La garagista Review
Address: 1834 Mt. Hunger Road Barnard,Vermont 05032.
Phone Number: 802-291-1295
Tasting Hours: By newsletter invitation.
Region: Vermont
Reviewer: Elizabeth Smith
Review Date: 6/3/2016
Reviewer: Elizabeth Smith
Rating: 5
The Review
La garagista farm + winery is located on Mount Hunger in the Piedmont hills near Barnard, Vermont. The homestead and land have been farmed for over 200 years. Acquired by Deirdre Heekin and Caleb Barber in 1998, the farm’s gardens provided vegetables for their sister project, a restaurant named osteria pane e salute in Woodstock, Vermont, then expanded into wine and cider production. In 2010, La garagista offered its first vintage of wine, and in 2014, the farm grew to include two additional parcels of land, two “rehabilitation projects,” in the Champlain Valley. Guests are welcome to visit by invitation only by signing up for email updates via their website, as after all, it is both a home and a working farm.
The approach to La garagista is steep, rural, and beautiful, surrounded by the greenest summer landscape I have ever seen. Upon arrival, our hosts directed our group to park across the road in a field. We were greeted warmly by Deirdre and Caleb and handed a glass of their fizzy and fresh Ci Confonde Pétillant Naturel Blanc (Pét-Nat), made from brianna, a cold-climate grape created by Elmer Swenson, an innovator of grape breeding in the upper Midwestern United States. Deirdre and Caleb introduced us to what they call their farmhome, eight and a half acres including their private residence, farm, gardens, orchard, vineyards, and winery. La garagista currently produces around 450-500 cases of wine from this farmstead as well as their two other vineyards, including wines made from the aforementioned brianna, frontenac noir, frontenac gris, frontenac blanc, la crescent, st. croix, and marquette, all cold-hearty, hybrid grapes.
After our introduction, Deirdre and Caleb led us on a tour of their organic and biodynamic farm. Along our route through the gardens to the vineyards, we met the free-range chickens, including the outspoken and proud rooster, Mr. Darcy. The land was abundantly lush, green, and a bit untamed except for the garden beds and meticulous trellis, training, and canopy management of the vineyards. Hailing from the warm Napa Valley, I had never seen this style of vineyard management, but grapevines in Vermont are trained to grow taller and wider to maximize fruit exposure to the sun.
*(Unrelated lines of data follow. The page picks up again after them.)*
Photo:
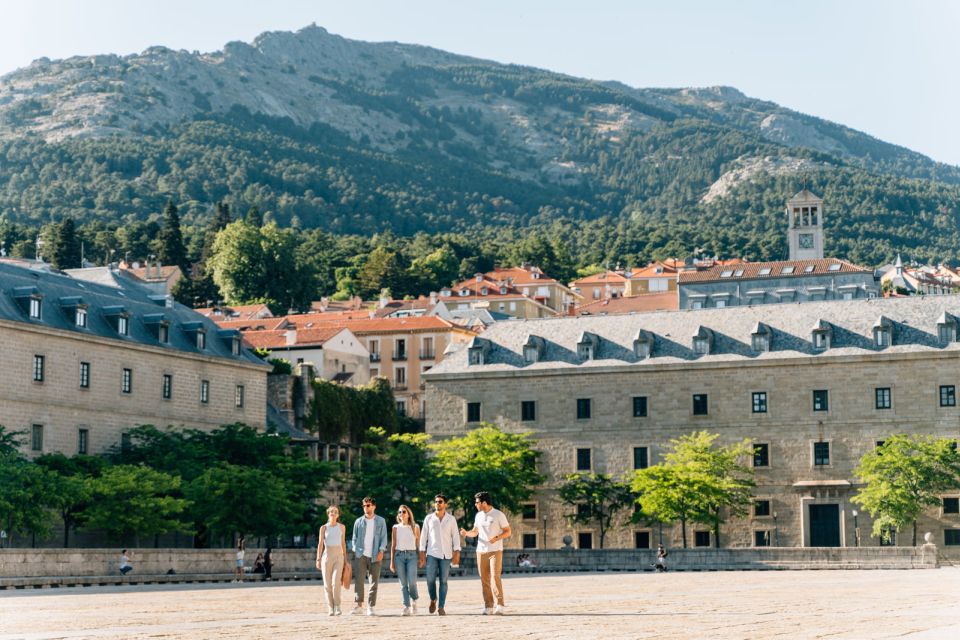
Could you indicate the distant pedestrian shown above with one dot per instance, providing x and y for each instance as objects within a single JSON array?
[
  {"x": 661, "y": 559},
  {"x": 369, "y": 543},
  {"x": 491, "y": 528},
  {"x": 331, "y": 556},
  {"x": 125, "y": 566},
  {"x": 403, "y": 558},
  {"x": 267, "y": 563},
  {"x": 439, "y": 547},
  {"x": 238, "y": 568}
]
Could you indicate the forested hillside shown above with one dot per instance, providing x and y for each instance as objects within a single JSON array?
[{"x": 325, "y": 135}]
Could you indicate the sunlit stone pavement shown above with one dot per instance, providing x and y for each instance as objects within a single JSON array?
[{"x": 748, "y": 604}]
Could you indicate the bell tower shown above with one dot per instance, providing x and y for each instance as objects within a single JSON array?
[{"x": 805, "y": 226}]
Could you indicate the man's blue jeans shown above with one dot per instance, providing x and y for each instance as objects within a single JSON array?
[
  {"x": 406, "y": 565},
  {"x": 437, "y": 568}
]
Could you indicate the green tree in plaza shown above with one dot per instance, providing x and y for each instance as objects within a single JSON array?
[
  {"x": 903, "y": 477},
  {"x": 487, "y": 459},
  {"x": 696, "y": 482},
  {"x": 596, "y": 497},
  {"x": 170, "y": 249},
  {"x": 396, "y": 471},
  {"x": 71, "y": 487},
  {"x": 129, "y": 501}
]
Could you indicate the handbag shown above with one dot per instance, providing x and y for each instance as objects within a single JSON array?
[{"x": 347, "y": 574}]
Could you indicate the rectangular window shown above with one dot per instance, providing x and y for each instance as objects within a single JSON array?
[
  {"x": 473, "y": 412},
  {"x": 948, "y": 395},
  {"x": 585, "y": 540},
  {"x": 699, "y": 404},
  {"x": 821, "y": 454},
  {"x": 583, "y": 408},
  {"x": 641, "y": 458},
  {"x": 639, "y": 406},
  {"x": 583, "y": 460},
  {"x": 761, "y": 455},
  {"x": 951, "y": 505},
  {"x": 36, "y": 438},
  {"x": 882, "y": 397},
  {"x": 759, "y": 401},
  {"x": 528, "y": 411},
  {"x": 641, "y": 539},
  {"x": 821, "y": 400}
]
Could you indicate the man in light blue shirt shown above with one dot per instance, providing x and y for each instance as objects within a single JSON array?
[{"x": 369, "y": 543}]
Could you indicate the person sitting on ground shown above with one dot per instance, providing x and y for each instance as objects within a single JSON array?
[{"x": 125, "y": 566}]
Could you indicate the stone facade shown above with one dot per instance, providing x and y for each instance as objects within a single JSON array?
[{"x": 789, "y": 371}]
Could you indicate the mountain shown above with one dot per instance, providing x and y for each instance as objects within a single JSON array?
[{"x": 355, "y": 137}]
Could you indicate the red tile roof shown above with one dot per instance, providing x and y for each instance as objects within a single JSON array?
[{"x": 751, "y": 270}]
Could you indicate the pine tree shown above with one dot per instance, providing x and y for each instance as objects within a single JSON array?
[{"x": 170, "y": 248}]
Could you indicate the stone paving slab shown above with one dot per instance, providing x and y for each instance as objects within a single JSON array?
[{"x": 780, "y": 604}]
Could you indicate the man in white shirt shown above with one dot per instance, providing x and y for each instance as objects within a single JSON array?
[
  {"x": 491, "y": 528},
  {"x": 439, "y": 547}
]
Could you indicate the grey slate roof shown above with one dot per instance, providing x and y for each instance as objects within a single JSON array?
[
  {"x": 60, "y": 294},
  {"x": 851, "y": 322}
]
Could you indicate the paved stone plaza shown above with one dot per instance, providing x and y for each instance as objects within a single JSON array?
[{"x": 780, "y": 604}]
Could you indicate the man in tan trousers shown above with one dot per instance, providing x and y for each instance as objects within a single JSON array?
[{"x": 491, "y": 528}]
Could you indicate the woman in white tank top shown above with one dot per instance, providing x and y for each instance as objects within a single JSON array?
[
  {"x": 404, "y": 557},
  {"x": 331, "y": 554}
]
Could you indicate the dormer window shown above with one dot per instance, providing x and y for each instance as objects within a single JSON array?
[
  {"x": 533, "y": 349},
  {"x": 643, "y": 345},
  {"x": 760, "y": 338},
  {"x": 883, "y": 332},
  {"x": 587, "y": 346},
  {"x": 702, "y": 341}
]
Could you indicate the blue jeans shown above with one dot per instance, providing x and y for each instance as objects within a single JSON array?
[
  {"x": 406, "y": 564},
  {"x": 437, "y": 568}
]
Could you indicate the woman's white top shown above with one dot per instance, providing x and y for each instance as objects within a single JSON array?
[{"x": 403, "y": 534}]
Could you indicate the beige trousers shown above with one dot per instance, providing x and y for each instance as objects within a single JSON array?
[
  {"x": 332, "y": 569},
  {"x": 491, "y": 564}
]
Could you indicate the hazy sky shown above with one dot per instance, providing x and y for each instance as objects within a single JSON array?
[{"x": 880, "y": 66}]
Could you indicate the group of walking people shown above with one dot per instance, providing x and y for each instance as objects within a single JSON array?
[{"x": 435, "y": 545}]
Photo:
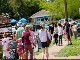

The tour continued to the winery building. The wines are handcrafted with minimal intervention, including handpicking, sorting, and even foot crushing pigeage à pied of the fruit at harvest. Caleb explained that they make wine the old way with no mechanization, nor laboratory or cultured yeast. During fermentation and aging in glass demijohns and used oak barrels, they “listen” to the wines to determine when they are ready for bottling and release. As the website states, the wines are “the result of a happy marriage of field and fermentation.”
Before departing, we had the opportunity to taste three more of the wines paired with small bites. The 2015 Loup dOr, the still version of their Ci Confonde Pétillant Naturel Blanc, is aptly named, as it is a coppery-gold in color. Still in a shiner bottle at the time of tasting, it was our sneak peek wine of our visit. The 2014 Loups-Garoux, crafted of lastly picked frontenac noir from one of their Champlain Valley vineyards, is almost repasso in style as it includes raisined berries. It was fermented on the skins in an open vat, punched down once per day, then aged sur lie nine months in used, French oak barrels. This wine both startled and intrigued me with its powerful acidity and compelling rusticity. My personal favorite was the 2015 Ci Confonde Pétillant Naturel Rosé, crafted of frontenac gris. A gorgeous, bright, ruby-pink color in the glass and delightfully tingly on the palate, this bottle-fermented, unfiltered pét-nat reveals aromas and flavors of pink grapefruit and tart strawberry along with zingy acidity.
Our visit concluded more quickly than expected. Due to our schedule, we were unable to linger. However, from start to finish, La garagista is naturally hands-on and personalized, delivering an unforgettable experience and extraordinary wines from farm to bottle.